The State of Spam: What to Expect in 2009
A look at the scourge of spam in 2008 and some predictions for spam in 2009.
Spam, oh spam -- can we ever get rid of you? 2008 saw a promising blow to the endless sea of junk mail, but the relief didn't last for long. Now, spam experts say new forms of annoyances are on the way for the new year.
"Some battles have been won in 2008, but the war is far from over," says Martin Thorborg, co-founder of SPAMfighter, a software development and spam research company.
So far, junk mail has managed to infiltrate only about 22 percent of its potential Internet territory, Thorborg says. That means more methods -- and, yes, more headaches -- are bound to be on the horizon.
The Spam Forecast
They may not have a doppler radar, but the SPAMfighter team has a full forecast -- and it doesn't look pretty. Here's what's topping the junk mail outlook for 2009:
More social network spam. Spammers started bringing their ways to networks in increasing numbers throughout '08, and that trend is expected to climb quickly in the coming months.
More complex networks behind the efforts. The shutdown of a Colorado hosting company in November had a significant effect because of its configuration: That single company served as the control center for the majority of botnets that were propagating unwanted messages. Researchers think as much as 75 percent of all junk mail was tied to that one place. Spammers will be smarter in 2009, SPAMfighter says, building more resilient and less centralized systems.
More combined methods. Spam will be partnered with spyware and phishing tactics to create new kinds of "blended threats," SPAMfighter says.
An increase in "spear phishing," or spam campaigns targeted to specific groups and interests. These might include messages tailored to employees of a particular company or organization, or even just to members of certain online networks. The messages are designed to look like official communications.

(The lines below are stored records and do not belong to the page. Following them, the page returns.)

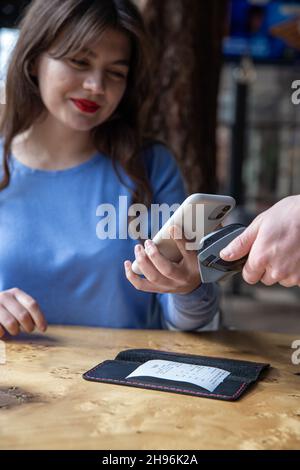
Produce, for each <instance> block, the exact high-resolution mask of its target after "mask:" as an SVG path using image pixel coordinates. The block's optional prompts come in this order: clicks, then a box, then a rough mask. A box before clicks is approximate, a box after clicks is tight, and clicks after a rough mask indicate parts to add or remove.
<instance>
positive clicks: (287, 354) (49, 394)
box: [0, 326, 300, 450]
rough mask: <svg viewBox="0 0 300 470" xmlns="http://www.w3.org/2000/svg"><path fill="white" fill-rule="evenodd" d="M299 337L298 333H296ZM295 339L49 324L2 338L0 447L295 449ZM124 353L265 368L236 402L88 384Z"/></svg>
mask: <svg viewBox="0 0 300 470" xmlns="http://www.w3.org/2000/svg"><path fill="white" fill-rule="evenodd" d="M298 336H299V335H298ZM295 339H299V338H298V337H297V335H295V337H294V336H286V335H274V334H266V333H249V332H247V333H246V332H234V331H229V332H217V333H202V334H201V333H177V332H169V331H149V330H145V331H137V330H109V329H96V328H95V329H94V328H76V327H53V326H52V327H50V328H49V329H48V331H47V333H46V334H45V335H43V336H42V335H39V334H33V335H30V336H27V335H24V336H20V337H16V338H14V339H10V340H7V342H6V358H7V361H6V364H5V365H0V408H1V409H0V448H1V449H110V450H115V449H122V450H124V449H143V450H150V449H155V450H156V449H160V450H162V449H165V450H166V449H173V450H176V449H177V450H178V449H299V448H300V375H299V373H300V366H296V365H293V364H292V362H291V355H292V353H293V352H294V351H293V350H292V349H291V343H292V341H294V340H295ZM129 348H154V349H161V350H166V351H178V352H184V353H190V354H200V355H201V354H202V355H211V356H221V357H228V358H236V359H244V360H250V361H260V362H268V363H270V364H271V365H272V369H271V370H270V371H269V372H268V373H267V374H265V376H264V377H263V379H262V380H261V381H259V382H258V383H257V384H256V385H255V386H254V388H253V389H251V391H250V392H249V393H247V394H246V395H244V397H242V398H241V399H240V400H239V401H237V402H224V401H219V400H212V399H206V398H198V397H192V396H185V395H178V394H172V393H166V392H157V391H153V390H144V389H138V388H132V387H123V386H118V385H110V384H104V383H103V384H101V383H96V382H88V381H85V380H83V379H82V377H81V375H82V373H83V372H85V371H86V370H88V369H90V368H91V367H92V366H94V365H96V364H98V363H99V362H102V361H103V360H105V359H113V358H114V357H115V356H116V354H117V353H118V352H119V351H121V350H123V349H129Z"/></svg>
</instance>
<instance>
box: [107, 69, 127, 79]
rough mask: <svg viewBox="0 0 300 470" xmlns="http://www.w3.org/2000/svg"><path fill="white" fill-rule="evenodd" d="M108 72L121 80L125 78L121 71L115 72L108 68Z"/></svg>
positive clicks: (123, 74)
mask: <svg viewBox="0 0 300 470" xmlns="http://www.w3.org/2000/svg"><path fill="white" fill-rule="evenodd" d="M108 73H109V74H110V75H112V76H113V77H116V78H120V79H121V80H125V78H126V75H124V73H122V72H116V71H114V70H110V71H109V72H108Z"/></svg>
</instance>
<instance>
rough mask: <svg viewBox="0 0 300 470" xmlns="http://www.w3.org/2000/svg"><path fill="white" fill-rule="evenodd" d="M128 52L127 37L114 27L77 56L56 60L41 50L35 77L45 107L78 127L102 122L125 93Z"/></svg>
mask: <svg viewBox="0 0 300 470" xmlns="http://www.w3.org/2000/svg"><path fill="white" fill-rule="evenodd" d="M49 52H52V51H51V50H50V51H49ZM130 56H131V44H130V40H129V38H128V37H127V36H126V35H125V34H123V33H121V32H119V31H117V30H114V29H108V30H107V31H106V32H105V33H104V34H103V36H102V37H101V40H100V41H99V43H98V44H96V45H95V46H93V47H91V49H90V50H89V51H87V52H85V53H80V54H79V55H78V56H74V57H72V58H68V59H59V60H57V59H53V58H51V56H50V55H49V54H47V53H44V54H42V56H41V57H40V59H39V61H38V64H37V77H38V82H39V89H40V94H41V98H42V101H43V103H44V105H45V107H46V109H47V110H48V112H49V113H50V114H51V115H52V117H55V118H56V119H57V120H58V121H59V122H61V123H63V124H64V125H66V126H68V127H70V128H72V129H74V130H78V131H89V130H92V129H93V128H94V127H96V126H99V125H100V124H102V123H104V122H105V121H106V120H107V119H108V118H109V117H110V116H111V115H112V114H113V112H114V111H115V110H116V108H117V107H118V105H119V103H120V101H121V100H122V98H123V95H124V93H125V90H126V86H127V77H128V73H129V63H130ZM81 100H87V101H81Z"/></svg>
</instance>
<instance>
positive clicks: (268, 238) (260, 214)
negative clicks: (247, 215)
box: [220, 196, 300, 287]
mask: <svg viewBox="0 0 300 470" xmlns="http://www.w3.org/2000/svg"><path fill="white" fill-rule="evenodd" d="M248 253H249V256H248V261H247V263H246V264H245V266H244V269H243V278H244V279H245V281H246V282H248V284H255V283H257V282H258V281H261V282H262V283H263V284H265V285H266V286H271V285H272V284H276V283H279V284H281V285H282V286H285V287H292V286H300V196H290V197H287V198H285V199H282V200H281V201H279V202H278V203H277V204H275V205H274V206H272V207H271V208H270V209H268V210H267V211H265V212H263V213H262V214H260V215H259V216H258V217H256V219H255V220H254V221H253V222H252V224H251V225H249V227H248V228H247V229H246V230H245V231H244V232H243V233H242V234H241V235H240V236H239V237H237V238H236V239H235V240H233V241H232V242H231V243H230V244H229V245H228V246H227V247H226V248H224V249H223V250H222V251H221V253H220V256H221V257H222V259H224V260H225V261H234V260H237V259H240V258H242V257H243V256H245V255H247V254H248Z"/></svg>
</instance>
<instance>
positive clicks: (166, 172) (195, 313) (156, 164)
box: [146, 145, 219, 330]
mask: <svg viewBox="0 0 300 470" xmlns="http://www.w3.org/2000/svg"><path fill="white" fill-rule="evenodd" d="M146 166H147V171H148V175H149V179H150V182H151V186H152V188H153V193H154V194H153V203H155V204H163V203H166V204H168V205H170V206H171V205H173V204H175V203H178V204H181V203H182V202H183V201H184V199H185V198H186V191H185V188H184V182H183V178H182V176H181V173H180V171H179V168H178V166H177V164H176V161H175V159H174V157H173V156H172V154H171V153H170V151H169V150H168V149H167V148H166V147H165V146H163V145H154V146H152V147H150V148H148V150H147V151H146ZM156 298H157V302H158V304H159V307H160V310H161V315H162V325H163V327H164V328H168V329H180V330H199V329H209V328H207V327H208V326H209V325H211V328H212V329H215V328H216V327H217V322H216V321H215V320H216V318H217V316H218V299H219V291H218V287H217V285H216V284H205V285H204V284H203V285H201V286H200V287H199V288H198V289H196V290H195V291H193V292H192V293H191V294H186V295H182V294H157V295H156Z"/></svg>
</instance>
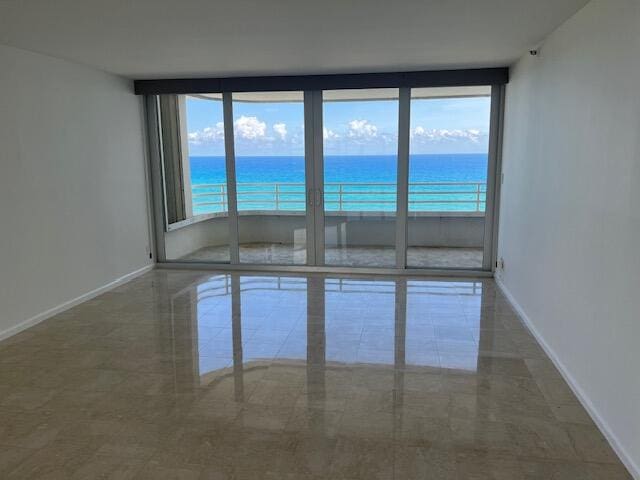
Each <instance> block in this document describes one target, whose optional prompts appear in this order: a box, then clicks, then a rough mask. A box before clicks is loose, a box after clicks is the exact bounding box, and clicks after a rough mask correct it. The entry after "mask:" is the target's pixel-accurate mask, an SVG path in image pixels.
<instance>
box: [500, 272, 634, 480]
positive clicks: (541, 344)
mask: <svg viewBox="0 0 640 480" xmlns="http://www.w3.org/2000/svg"><path fill="white" fill-rule="evenodd" d="M495 281H496V284H497V285H498V286H499V287H500V290H502V292H503V293H504V295H505V296H506V297H507V299H508V300H509V302H511V304H512V305H513V308H515V310H516V311H517V312H518V315H520V317H521V318H522V320H523V321H524V323H525V324H526V326H527V328H528V329H529V331H530V332H531V334H532V335H533V336H534V337H535V339H536V340H537V341H538V343H539V344H540V346H541V347H542V349H543V350H544V351H545V353H546V354H547V356H548V357H549V358H550V359H551V361H552V362H553V364H554V365H555V366H556V368H557V369H558V371H559V372H560V374H561V375H562V378H564V380H565V382H567V384H568V385H569V387H570V388H571V390H572V391H573V393H574V394H575V396H576V397H577V398H578V400H579V401H580V403H581V404H582V406H583V407H584V408H585V410H586V411H587V412H588V413H589V415H590V416H591V419H592V420H593V421H594V423H595V424H596V425H597V426H598V428H599V429H600V431H601V432H602V433H603V435H604V436H605V437H606V439H607V441H608V442H609V445H611V447H612V448H613V450H614V451H615V452H616V454H617V455H618V457H619V458H620V460H621V461H622V463H623V464H624V465H625V467H627V470H629V473H631V475H632V476H633V478H634V479H636V480H640V467H638V465H637V464H636V462H635V461H634V460H633V458H631V455H629V453H628V452H627V451H626V449H625V448H624V447H623V446H622V444H621V443H620V441H619V440H618V438H617V437H616V435H615V434H614V433H613V431H612V430H611V428H610V427H609V425H608V424H607V422H606V421H605V420H604V418H602V416H601V415H600V414H599V413H598V411H597V410H596V408H595V406H594V405H593V403H592V402H591V400H590V399H589V397H588V396H587V394H586V393H585V392H584V390H583V389H582V388H581V387H580V385H578V382H576V381H575V379H574V378H573V376H572V375H571V373H570V372H569V370H567V368H566V367H565V366H564V364H563V363H562V361H561V360H560V358H559V357H558V355H556V353H555V352H554V351H553V350H552V349H551V347H550V346H549V344H548V343H547V342H546V340H545V339H544V337H543V336H542V335H541V334H540V332H539V331H538V329H537V328H536V327H535V325H534V324H533V322H532V321H531V319H530V318H529V316H528V315H527V313H526V312H525V311H524V309H523V308H522V306H521V305H520V304H519V303H518V301H517V300H516V299H515V297H514V296H513V295H512V294H511V292H510V291H509V289H508V288H507V287H506V285H505V284H504V282H503V281H502V279H501V278H499V277H498V276H497V275H496V277H495Z"/></svg>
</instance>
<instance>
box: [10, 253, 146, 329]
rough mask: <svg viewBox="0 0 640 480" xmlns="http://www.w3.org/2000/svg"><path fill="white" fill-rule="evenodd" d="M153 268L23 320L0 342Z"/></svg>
mask: <svg viewBox="0 0 640 480" xmlns="http://www.w3.org/2000/svg"><path fill="white" fill-rule="evenodd" d="M154 268H155V264H151V265H147V266H145V267H142V268H139V269H138V270H135V271H133V272H131V273H127V274H126V275H123V276H122V277H120V278H117V279H115V280H114V281H112V282H109V283H107V284H106V285H103V286H101V287H98V288H96V289H95V290H91V291H90V292H87V293H85V294H83V295H80V296H79V297H76V298H74V299H72V300H69V301H67V302H64V303H61V304H60V305H56V306H55V307H53V308H50V309H49V310H46V311H44V312H42V313H39V314H38V315H35V316H33V317H31V318H28V319H27V320H24V321H23V322H20V323H19V324H17V325H14V326H13V327H10V328H7V329H6V330H3V331H1V332H0V341H2V340H4V339H5V338H9V337H11V336H13V335H15V334H17V333H20V332H22V331H23V330H26V329H27V328H29V327H33V326H34V325H37V324H38V323H40V322H42V321H44V320H46V319H47V318H50V317H53V316H54V315H57V314H58V313H62V312H64V311H65V310H69V309H70V308H72V307H75V306H76V305H79V304H81V303H82V302H86V301H87V300H91V299H92V298H95V297H97V296H98V295H101V294H103V293H104V292H106V291H108V290H111V289H112V288H115V287H117V286H120V285H122V284H123V283H127V282H129V281H131V280H133V279H134V278H136V277H139V276H140V275H143V274H145V273H147V272H150V271H151V270H153V269H154Z"/></svg>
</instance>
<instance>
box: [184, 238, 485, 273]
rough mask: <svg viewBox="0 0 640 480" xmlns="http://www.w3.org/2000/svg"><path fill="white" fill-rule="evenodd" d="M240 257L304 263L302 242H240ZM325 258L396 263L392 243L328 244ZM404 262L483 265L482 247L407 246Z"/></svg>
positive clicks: (408, 262) (210, 254)
mask: <svg viewBox="0 0 640 480" xmlns="http://www.w3.org/2000/svg"><path fill="white" fill-rule="evenodd" d="M180 260H185V261H191V262H218V263H221V262H228V261H229V247H227V246H208V247H203V248H200V249H198V250H196V251H194V252H191V253H189V254H187V255H185V256H183V257H182V258H180ZM240 261H241V262H243V263H254V264H265V263H266V264H269V263H271V264H279V265H289V264H292V265H304V264H305V263H306V261H307V257H306V250H305V248H304V247H302V246H295V247H294V245H288V244H281V243H248V244H242V245H240ZM325 262H326V264H327V265H333V266H350V267H353V266H357V267H391V268H393V267H394V266H395V262H396V251H395V249H394V248H393V247H368V246H360V245H358V246H350V247H348V248H338V247H327V248H326V249H325ZM407 265H409V266H411V267H416V268H465V269H481V268H482V249H481V248H445V247H441V248H435V247H409V248H408V249H407Z"/></svg>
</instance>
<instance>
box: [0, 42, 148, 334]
mask: <svg viewBox="0 0 640 480" xmlns="http://www.w3.org/2000/svg"><path fill="white" fill-rule="evenodd" d="M141 113H142V112H141V102H140V99H139V98H138V97H136V96H134V95H133V93H132V84H131V82H130V81H127V80H124V79H122V78H119V77H115V76H112V75H108V74H105V73H103V72H100V71H97V70H93V69H89V68H86V67H82V66H78V65H75V64H71V63H68V62H65V61H62V60H57V59H54V58H50V57H46V56H42V55H37V54H33V53H30V52H26V51H23V50H18V49H14V48H10V47H4V46H0V337H2V336H6V335H8V334H11V333H13V332H15V331H16V330H17V329H19V328H20V324H24V322H27V323H28V321H29V319H34V317H36V318H35V320H37V319H39V318H41V317H42V316H43V312H47V311H48V310H50V309H54V308H56V307H57V306H59V305H61V304H63V303H65V302H69V301H72V300H73V299H75V298H77V297H79V296H82V295H84V294H86V293H88V292H91V291H93V290H95V289H97V288H100V287H102V286H104V285H106V284H108V283H110V282H113V281H114V280H116V279H118V278H120V277H122V276H125V275H127V274H129V273H131V272H134V271H136V270H139V269H141V268H142V267H145V266H147V265H149V264H150V262H151V260H149V256H148V253H147V252H146V251H145V249H146V247H147V245H148V244H149V233H148V222H147V205H146V196H145V195H146V194H145V190H146V187H145V170H144V160H143V159H144V147H143V145H144V144H143V135H142V121H141ZM44 315H46V314H44Z"/></svg>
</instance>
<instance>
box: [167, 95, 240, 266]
mask: <svg viewBox="0 0 640 480" xmlns="http://www.w3.org/2000/svg"><path fill="white" fill-rule="evenodd" d="M177 99H178V122H177V125H178V126H177V128H178V129H179V138H180V144H181V148H180V151H181V152H182V153H181V156H182V166H181V169H182V178H181V182H182V186H181V189H182V192H183V194H184V210H185V211H186V220H187V222H185V224H184V225H182V226H179V228H175V229H172V230H171V231H169V232H166V233H165V250H166V256H167V260H181V261H195V262H217V263H220V262H229V219H228V213H229V212H228V201H227V171H226V167H225V151H224V123H223V113H222V98H221V96H220V95H213V94H212V95H198V96H185V95H179V96H178V97H177ZM165 158H166V157H165ZM165 170H166V165H165Z"/></svg>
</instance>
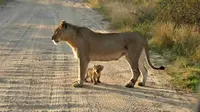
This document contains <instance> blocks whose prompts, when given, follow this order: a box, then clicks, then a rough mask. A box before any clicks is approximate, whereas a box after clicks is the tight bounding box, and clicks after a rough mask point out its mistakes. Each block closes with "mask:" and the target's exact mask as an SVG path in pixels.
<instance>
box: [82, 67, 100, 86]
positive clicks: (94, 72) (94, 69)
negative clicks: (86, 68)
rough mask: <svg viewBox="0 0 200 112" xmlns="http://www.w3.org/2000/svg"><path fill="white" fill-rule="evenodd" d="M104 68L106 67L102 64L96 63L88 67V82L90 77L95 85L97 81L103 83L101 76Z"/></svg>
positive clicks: (87, 73)
mask: <svg viewBox="0 0 200 112" xmlns="http://www.w3.org/2000/svg"><path fill="white" fill-rule="evenodd" d="M103 68H104V67H103V66H102V65H94V66H93V68H88V71H87V76H86V78H85V81H86V82H88V81H87V78H88V77H90V78H91V82H93V83H94V85H96V84H97V83H101V82H100V77H101V71H102V70H103Z"/></svg>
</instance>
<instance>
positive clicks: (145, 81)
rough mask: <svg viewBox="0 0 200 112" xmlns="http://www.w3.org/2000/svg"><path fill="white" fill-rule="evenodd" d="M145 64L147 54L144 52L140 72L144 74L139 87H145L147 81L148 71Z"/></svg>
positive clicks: (143, 52) (140, 67)
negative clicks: (145, 59) (146, 81)
mask: <svg viewBox="0 0 200 112" xmlns="http://www.w3.org/2000/svg"><path fill="white" fill-rule="evenodd" d="M144 62H145V53H144V52H142V54H141V56H140V59H139V70H140V72H141V73H142V77H141V81H140V82H139V83H138V85H139V86H145V84H146V80H147V74H148V71H147V69H146V68H145V66H144Z"/></svg>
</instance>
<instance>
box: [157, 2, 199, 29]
mask: <svg viewBox="0 0 200 112" xmlns="http://www.w3.org/2000/svg"><path fill="white" fill-rule="evenodd" d="M199 6H200V0H160V1H159V2H158V5H157V20H159V21H165V22H166V21H172V22H175V24H176V25H180V24H191V25H195V24H199V23H200V7H199Z"/></svg>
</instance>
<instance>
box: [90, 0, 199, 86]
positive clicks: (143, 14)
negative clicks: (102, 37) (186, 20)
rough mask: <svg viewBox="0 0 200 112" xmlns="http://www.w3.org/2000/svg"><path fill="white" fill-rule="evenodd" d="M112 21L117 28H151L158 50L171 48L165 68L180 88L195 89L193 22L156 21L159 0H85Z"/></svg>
mask: <svg viewBox="0 0 200 112" xmlns="http://www.w3.org/2000/svg"><path fill="white" fill-rule="evenodd" d="M87 1H89V3H90V4H91V6H92V7H95V8H99V11H100V12H103V14H104V15H105V16H106V18H108V19H109V20H110V22H111V27H112V28H115V29H116V30H119V31H122V32H125V31H139V32H140V33H142V34H143V35H145V36H148V33H149V32H151V34H152V36H149V37H152V38H151V39H150V44H151V45H152V47H154V50H155V51H157V52H160V53H165V52H170V53H171V54H172V55H171V56H170V57H167V59H168V60H169V61H170V62H171V65H170V66H169V67H168V68H167V72H168V73H169V74H170V75H172V76H173V81H172V82H173V83H174V85H175V86H176V87H177V88H180V89H183V88H184V89H186V88H187V89H188V88H190V89H193V90H195V89H196V85H197V84H198V83H199V82H200V32H198V31H197V27H196V26H189V25H180V27H179V28H175V27H174V26H175V24H174V23H172V22H158V21H156V19H155V18H156V16H157V13H156V5H157V1H158V0H87Z"/></svg>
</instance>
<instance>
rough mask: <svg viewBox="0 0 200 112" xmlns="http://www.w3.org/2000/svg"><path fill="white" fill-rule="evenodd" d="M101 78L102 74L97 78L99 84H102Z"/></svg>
mask: <svg viewBox="0 0 200 112" xmlns="http://www.w3.org/2000/svg"><path fill="white" fill-rule="evenodd" d="M100 77H101V74H99V75H98V77H97V82H98V83H101V81H100Z"/></svg>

A general rise in creativity. In 2008, SPAMfighter observed things like phishing attempts disguised as warnings against phishing. As even novice Internet users become more savvy, the disguises are likely to expand.
The Spam Equation
Many of the anti-spam precautions seem obvious -- but, obviously, everyone isn't taking them. The good news? The number of people still gullible is small. A recent University of California study (PDF) suggests only one in every 12.5 million spam messages gets a response.
The bad news? That tiny percentage is enough to generate $7,000 a day, or $3.5 million a year, for a decent-sized spam network, the study says. What's more, the activity could add as many as 8,500 new bots into the spam network every 24 hours.
While we'd love to track down those imbeciles actually ordering stuff from spam -- if you're one of them, please leave a comment below with your contact information -- the more realistic action is just to spend a few minutes talking about proper cyberprotection. So, if you're confident in your spam-fighting abilities, relax and enjoy a complimentary pumpkin muffin.* Otherwise, read on and reinforce your knowledge.
*Complimentary pumpkin muffins available only for PC World staff
Your Spam Protection Plan
Thinking about responding to an unsolicited message? Maybe a pleasant request to be removed from the list? Don't. End of story.
The same goes for "delivery failure" messages. If you don't remember sending the message being referenced, hit delete and move on.
Avoid giving out your primary e-mail address on any forum or blog site that you don't absolutely trust. Set up a secondary "junk" account for public distribution instead.
Similarly, don't post your primary e-mail address on your own blog or Web site. Bots will find it and add you to their lists.
Never send money, either for a purchase or donation, to any entity you learned about through an unsolicited message.
This is old, but it still hasn't hit home for some folks: DON'T CLICK ON LINKS IN UNSOLICITED E-MAILS. If a message from your bank tells you to click to confirm your account, ignore it. Open up your browser and type in the bank's legit URL manually, then see if there's any real issue to be addressed.